Seperti diketahui bahwa sebelumnya Pemerintah Kota Tangerang pernah mengeluarkan Peraturan Walikota Nomor 57 Tahun 2015 tentang Petunjuk Teknis Pemberian Insentif Pendidik dan Tenaga Kependidikan pada Pasal 5 Ayat 1 huruf C yang menyebutkan salah satu penerima Insentif adalah Pendidik SMA dan SMK Negeri/Swasta.

Namun, karena adanya perubahan Undang-Undang Nomor 23 Tahun 2014 tentang Pemerintahan Daerah sebagaimana telah diubah beberapa kali dan terakhir dengan UU Nomor 9 Tahun 2015 tentang Perubahan kedua Atas UU Nomor 23 Tahun 2014 tentang Pemerintahan Daerah, Khusus pada Pasal 15 Ayat 1 dan Ayat 2 bahwa kewenangan pengelolaan SMA/SMK menjadi Tanggung Jawab Propinsi. 

Seiring dengan perubahan Undang-undang tersebut khususnya terkait Kewenangan Pengelolaan SMA/SMK menjadi Tanggung Jawab Propinsi,  maka Peraturan Walikota Nomor 57 Tahun 2015 dicabut dan diganti dengan Peraturan Walikota Nomor 128 Tahun 2016 tentang Petunjuk Teknis Pemberian Insentif Pendidik dan Tenaga Kependidikan yang disahkan pada Tanggal 30 Desember 2016 dan berlaku sejak ditetapkan.

Perubahan terlihat pada Pasal 5 Ayat 1 huruf C yang menghapus Penerima Insentif SMA dan SMK Negeri/Swasta  diganti dengan Pendidikan Anak Usia Dini (PAUD), dan Pendidikan Non Formal.

Berdasarkan regulasi diatas, Pemerintah Kota Tangerang tidak memiliki celah kewenangan terkait pemberian Insentif kepada Guru SMA/SMK Swasta karena harus menyesuaikan dengan regulasi diatasnya.

Sehingga sejak Peraturan Walikota Nomor 128 Tahun 2016 berlaku maka pada tahun anggaran 2017 Pemerintah Kota Tangerang menghapus Insentif Guru SMA dan SMK Negeri/Swasta karena kewenangan pengelolaanya menjadi tanggung jawab Pemerintah Propinsi, dan mengalihkan anggaran insentif tersebut kepada Guru PAUD dan Pendidikan Non Formal yang pada Tahun 2016 belum mendapatkan Insentif.

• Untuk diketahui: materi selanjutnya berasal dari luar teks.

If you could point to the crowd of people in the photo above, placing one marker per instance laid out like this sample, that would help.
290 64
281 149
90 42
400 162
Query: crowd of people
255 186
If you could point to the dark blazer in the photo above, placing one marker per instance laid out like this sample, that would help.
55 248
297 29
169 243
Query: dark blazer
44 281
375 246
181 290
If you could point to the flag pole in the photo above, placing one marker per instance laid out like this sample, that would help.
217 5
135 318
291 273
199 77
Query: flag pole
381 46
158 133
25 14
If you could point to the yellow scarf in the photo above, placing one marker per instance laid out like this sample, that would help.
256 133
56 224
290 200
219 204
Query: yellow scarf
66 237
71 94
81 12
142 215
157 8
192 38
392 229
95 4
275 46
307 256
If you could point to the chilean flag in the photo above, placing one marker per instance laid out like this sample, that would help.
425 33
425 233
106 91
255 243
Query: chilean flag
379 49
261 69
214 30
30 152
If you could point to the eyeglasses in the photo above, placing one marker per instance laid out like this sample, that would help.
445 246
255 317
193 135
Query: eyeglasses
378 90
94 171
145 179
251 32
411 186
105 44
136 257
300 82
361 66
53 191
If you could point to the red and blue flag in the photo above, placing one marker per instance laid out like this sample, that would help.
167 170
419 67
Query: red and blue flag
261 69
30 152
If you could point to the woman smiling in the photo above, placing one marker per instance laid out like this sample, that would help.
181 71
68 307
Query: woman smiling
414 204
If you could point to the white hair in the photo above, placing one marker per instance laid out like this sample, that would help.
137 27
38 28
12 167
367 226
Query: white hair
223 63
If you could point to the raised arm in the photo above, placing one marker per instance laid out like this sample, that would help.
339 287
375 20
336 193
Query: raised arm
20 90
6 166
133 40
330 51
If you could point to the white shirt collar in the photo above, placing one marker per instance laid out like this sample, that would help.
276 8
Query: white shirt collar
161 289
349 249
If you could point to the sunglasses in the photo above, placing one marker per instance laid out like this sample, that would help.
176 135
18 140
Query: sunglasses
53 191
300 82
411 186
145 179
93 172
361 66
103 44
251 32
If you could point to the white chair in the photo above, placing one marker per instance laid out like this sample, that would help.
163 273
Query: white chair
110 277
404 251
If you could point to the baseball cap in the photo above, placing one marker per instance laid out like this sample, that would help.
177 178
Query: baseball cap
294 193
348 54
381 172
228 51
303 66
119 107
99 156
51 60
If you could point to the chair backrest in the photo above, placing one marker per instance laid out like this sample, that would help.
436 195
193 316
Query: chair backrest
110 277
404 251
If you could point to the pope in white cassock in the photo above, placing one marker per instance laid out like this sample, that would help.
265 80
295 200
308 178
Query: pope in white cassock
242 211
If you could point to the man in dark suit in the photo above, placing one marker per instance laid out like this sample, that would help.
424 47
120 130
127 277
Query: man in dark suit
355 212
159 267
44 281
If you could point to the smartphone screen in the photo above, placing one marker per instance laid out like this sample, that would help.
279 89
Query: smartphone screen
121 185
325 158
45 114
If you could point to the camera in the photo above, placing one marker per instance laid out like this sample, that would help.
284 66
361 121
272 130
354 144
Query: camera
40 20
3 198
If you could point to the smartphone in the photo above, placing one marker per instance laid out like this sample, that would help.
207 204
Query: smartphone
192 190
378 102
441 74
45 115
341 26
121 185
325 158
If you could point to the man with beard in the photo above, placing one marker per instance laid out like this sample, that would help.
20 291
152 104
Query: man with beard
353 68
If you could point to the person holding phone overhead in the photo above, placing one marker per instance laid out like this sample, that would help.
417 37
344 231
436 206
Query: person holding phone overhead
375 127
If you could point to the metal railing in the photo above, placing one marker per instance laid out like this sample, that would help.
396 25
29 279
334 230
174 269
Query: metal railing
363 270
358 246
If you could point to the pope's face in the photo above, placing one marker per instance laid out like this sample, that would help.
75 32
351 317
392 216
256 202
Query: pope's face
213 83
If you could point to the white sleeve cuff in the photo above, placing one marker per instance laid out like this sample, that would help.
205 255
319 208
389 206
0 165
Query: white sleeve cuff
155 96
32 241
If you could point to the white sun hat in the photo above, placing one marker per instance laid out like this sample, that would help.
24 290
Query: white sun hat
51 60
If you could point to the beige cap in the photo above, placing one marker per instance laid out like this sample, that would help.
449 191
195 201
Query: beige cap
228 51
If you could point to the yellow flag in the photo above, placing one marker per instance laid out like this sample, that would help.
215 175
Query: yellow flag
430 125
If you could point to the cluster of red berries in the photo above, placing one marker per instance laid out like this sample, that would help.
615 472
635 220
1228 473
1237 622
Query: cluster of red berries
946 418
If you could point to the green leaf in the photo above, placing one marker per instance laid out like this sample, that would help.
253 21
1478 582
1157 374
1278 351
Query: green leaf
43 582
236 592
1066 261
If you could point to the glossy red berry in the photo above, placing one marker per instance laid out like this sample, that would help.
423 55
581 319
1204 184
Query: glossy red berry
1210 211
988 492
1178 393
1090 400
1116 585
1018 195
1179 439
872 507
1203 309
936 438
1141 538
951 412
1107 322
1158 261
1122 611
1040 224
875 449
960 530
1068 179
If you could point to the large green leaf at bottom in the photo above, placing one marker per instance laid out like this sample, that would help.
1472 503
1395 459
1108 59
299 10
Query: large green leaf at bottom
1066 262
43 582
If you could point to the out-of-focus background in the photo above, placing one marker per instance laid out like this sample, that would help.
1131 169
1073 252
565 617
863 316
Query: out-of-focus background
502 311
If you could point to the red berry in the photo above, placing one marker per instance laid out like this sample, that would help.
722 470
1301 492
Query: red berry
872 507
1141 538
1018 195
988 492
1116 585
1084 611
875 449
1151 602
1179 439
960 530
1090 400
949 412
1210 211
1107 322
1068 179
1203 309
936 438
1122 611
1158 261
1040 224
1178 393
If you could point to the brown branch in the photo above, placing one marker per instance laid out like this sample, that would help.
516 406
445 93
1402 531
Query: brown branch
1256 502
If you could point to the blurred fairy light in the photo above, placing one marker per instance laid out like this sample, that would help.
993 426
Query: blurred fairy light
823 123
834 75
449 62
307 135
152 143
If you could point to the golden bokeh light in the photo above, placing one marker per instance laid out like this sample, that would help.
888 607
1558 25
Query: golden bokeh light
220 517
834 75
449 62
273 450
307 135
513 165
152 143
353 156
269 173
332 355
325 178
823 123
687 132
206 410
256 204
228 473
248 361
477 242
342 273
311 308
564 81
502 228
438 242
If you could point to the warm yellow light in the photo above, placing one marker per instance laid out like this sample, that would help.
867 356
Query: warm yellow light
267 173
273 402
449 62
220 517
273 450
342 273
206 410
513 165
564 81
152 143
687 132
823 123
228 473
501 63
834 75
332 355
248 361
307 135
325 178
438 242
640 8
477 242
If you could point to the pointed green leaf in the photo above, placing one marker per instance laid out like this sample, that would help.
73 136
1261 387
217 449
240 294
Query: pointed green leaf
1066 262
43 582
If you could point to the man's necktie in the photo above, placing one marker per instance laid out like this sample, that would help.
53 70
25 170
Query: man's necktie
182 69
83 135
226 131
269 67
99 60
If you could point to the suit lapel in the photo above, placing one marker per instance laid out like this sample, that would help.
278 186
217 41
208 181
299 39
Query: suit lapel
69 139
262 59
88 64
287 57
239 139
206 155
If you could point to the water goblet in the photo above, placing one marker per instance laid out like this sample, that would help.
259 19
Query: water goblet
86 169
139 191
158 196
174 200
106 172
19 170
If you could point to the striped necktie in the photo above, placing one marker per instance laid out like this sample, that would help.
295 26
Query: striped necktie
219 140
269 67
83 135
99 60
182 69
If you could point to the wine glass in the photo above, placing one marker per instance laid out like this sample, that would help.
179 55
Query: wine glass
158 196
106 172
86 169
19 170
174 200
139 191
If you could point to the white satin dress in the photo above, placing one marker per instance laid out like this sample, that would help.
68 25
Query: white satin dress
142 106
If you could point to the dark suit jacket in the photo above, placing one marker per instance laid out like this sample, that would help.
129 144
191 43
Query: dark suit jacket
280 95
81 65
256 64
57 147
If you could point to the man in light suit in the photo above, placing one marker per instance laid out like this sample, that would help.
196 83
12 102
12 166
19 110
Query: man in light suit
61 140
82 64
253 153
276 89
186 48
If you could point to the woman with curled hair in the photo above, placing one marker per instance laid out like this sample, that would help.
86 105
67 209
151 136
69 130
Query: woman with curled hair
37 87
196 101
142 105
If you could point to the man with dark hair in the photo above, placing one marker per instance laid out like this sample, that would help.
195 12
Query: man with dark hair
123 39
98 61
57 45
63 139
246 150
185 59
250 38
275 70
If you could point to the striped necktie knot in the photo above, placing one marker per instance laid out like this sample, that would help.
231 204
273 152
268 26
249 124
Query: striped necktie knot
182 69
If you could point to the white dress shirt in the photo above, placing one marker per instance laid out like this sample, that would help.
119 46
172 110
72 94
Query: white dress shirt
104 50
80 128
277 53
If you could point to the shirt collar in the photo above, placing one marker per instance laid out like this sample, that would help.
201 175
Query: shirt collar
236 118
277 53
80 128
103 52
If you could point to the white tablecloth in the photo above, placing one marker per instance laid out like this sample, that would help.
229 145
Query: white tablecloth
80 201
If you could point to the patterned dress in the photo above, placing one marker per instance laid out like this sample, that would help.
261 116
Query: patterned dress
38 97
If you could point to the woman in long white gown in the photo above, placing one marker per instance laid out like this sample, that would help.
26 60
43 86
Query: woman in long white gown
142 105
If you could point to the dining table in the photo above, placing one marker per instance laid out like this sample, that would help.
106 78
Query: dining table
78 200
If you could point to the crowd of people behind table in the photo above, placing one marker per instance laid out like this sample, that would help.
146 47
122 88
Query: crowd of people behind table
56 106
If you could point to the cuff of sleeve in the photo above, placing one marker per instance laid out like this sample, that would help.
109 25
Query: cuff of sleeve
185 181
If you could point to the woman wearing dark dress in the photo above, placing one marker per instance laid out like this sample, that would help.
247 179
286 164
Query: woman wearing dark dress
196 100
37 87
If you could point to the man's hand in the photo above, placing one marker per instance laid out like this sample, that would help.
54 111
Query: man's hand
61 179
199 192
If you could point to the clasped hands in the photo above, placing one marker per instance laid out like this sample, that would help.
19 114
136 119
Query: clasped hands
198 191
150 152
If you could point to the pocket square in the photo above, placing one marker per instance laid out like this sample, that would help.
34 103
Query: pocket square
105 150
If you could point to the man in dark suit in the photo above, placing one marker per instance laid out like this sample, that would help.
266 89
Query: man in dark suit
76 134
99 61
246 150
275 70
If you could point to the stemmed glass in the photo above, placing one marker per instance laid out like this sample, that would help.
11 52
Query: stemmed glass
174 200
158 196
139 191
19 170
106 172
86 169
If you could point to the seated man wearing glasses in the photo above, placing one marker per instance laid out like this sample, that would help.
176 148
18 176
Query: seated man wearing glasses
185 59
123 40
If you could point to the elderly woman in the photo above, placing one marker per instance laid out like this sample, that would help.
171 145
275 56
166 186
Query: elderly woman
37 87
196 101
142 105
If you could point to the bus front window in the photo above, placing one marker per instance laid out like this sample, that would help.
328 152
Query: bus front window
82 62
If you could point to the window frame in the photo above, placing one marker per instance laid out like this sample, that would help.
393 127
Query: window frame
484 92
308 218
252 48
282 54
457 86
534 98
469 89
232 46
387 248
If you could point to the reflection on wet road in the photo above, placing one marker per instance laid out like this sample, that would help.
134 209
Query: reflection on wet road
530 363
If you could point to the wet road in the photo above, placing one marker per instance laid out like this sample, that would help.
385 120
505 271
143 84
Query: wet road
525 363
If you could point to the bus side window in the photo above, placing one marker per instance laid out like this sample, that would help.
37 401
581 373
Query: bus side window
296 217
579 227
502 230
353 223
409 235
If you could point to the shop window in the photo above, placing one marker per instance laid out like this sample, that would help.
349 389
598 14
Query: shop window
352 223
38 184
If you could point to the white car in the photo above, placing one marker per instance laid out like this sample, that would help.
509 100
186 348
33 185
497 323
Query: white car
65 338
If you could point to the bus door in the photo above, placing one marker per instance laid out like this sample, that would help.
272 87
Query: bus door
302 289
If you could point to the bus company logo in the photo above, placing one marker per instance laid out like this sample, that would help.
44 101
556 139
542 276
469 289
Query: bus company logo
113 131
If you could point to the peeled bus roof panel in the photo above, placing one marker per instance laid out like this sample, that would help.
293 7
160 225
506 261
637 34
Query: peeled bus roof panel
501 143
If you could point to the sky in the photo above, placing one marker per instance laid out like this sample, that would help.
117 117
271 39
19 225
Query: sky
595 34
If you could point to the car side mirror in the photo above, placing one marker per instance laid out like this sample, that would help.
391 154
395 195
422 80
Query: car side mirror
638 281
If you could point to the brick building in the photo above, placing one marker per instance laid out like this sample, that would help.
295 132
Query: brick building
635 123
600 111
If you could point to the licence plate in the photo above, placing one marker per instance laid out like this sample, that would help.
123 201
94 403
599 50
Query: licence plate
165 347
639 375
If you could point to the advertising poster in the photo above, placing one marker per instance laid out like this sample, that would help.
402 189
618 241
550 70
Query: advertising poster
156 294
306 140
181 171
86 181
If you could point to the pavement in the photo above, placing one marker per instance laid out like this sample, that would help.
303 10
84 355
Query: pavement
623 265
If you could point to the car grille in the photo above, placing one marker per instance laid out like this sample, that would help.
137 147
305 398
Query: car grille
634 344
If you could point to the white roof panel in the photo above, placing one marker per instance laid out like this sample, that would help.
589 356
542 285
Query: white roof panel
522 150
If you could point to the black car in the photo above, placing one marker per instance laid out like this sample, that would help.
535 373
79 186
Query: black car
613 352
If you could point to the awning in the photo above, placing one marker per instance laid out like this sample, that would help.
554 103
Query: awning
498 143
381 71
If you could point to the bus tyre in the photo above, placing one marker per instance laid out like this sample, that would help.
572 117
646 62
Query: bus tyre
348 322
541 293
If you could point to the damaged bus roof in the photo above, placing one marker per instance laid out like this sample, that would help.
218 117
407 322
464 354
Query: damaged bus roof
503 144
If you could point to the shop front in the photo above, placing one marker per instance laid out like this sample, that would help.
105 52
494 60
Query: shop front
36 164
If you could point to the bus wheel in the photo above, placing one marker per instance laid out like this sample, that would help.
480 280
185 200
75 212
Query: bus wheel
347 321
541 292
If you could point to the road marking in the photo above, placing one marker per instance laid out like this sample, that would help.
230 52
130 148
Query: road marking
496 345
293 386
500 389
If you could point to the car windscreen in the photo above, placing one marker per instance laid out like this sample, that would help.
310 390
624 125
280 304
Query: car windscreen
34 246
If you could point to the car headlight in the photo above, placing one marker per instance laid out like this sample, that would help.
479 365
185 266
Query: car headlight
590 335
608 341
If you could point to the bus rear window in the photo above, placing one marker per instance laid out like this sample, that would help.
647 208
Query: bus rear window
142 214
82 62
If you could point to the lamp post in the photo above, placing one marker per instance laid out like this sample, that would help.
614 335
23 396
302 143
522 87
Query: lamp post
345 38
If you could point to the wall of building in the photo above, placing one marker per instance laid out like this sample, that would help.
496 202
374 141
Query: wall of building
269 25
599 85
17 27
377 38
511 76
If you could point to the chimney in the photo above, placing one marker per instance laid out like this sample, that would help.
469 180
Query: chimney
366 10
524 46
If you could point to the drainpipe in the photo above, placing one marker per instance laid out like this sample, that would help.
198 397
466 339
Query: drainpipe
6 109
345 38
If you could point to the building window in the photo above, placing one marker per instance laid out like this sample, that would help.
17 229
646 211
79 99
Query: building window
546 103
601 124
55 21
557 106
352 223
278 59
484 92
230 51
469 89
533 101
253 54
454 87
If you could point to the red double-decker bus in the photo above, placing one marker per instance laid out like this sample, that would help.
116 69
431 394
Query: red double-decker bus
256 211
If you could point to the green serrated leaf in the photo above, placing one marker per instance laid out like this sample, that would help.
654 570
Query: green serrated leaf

Dengan demikian, nampaknya Pemerintah Kota Tangerang tidak mau mengambil resiko, karena bila Insentif kepada Guru SMA dan SMK Negeri/Swasta tetap dilaksanakan maka Pemerintah Kota Tangerang justru telah melakukan pelanggaran terhadap Undang-Undang Nomor 23 Tahun 2014 tentang Pemerintahan Daerah dan Peraturan Pemerintah Nomor 58 Tahun 2005 tentang Pengelolaan Keuangan Daerah khususnya pasal 4 ayat 1 bahwa Keuangan Daerah dikelola secara tertib dan taat pada peraturan perundang-undangan. 

Namun demikian, Pemerintah Kota Tangerang dapat berupaya mencari Solusi dengan menjadi feeder atau Penghubung dengan Pemerintah Propinsi Banten, agar Pemerintah Propinsi Banten dan DPRD Banten dapat Menganggarakan Insentif Kepada Para Guru SMA/SMK Negeri/Swasta.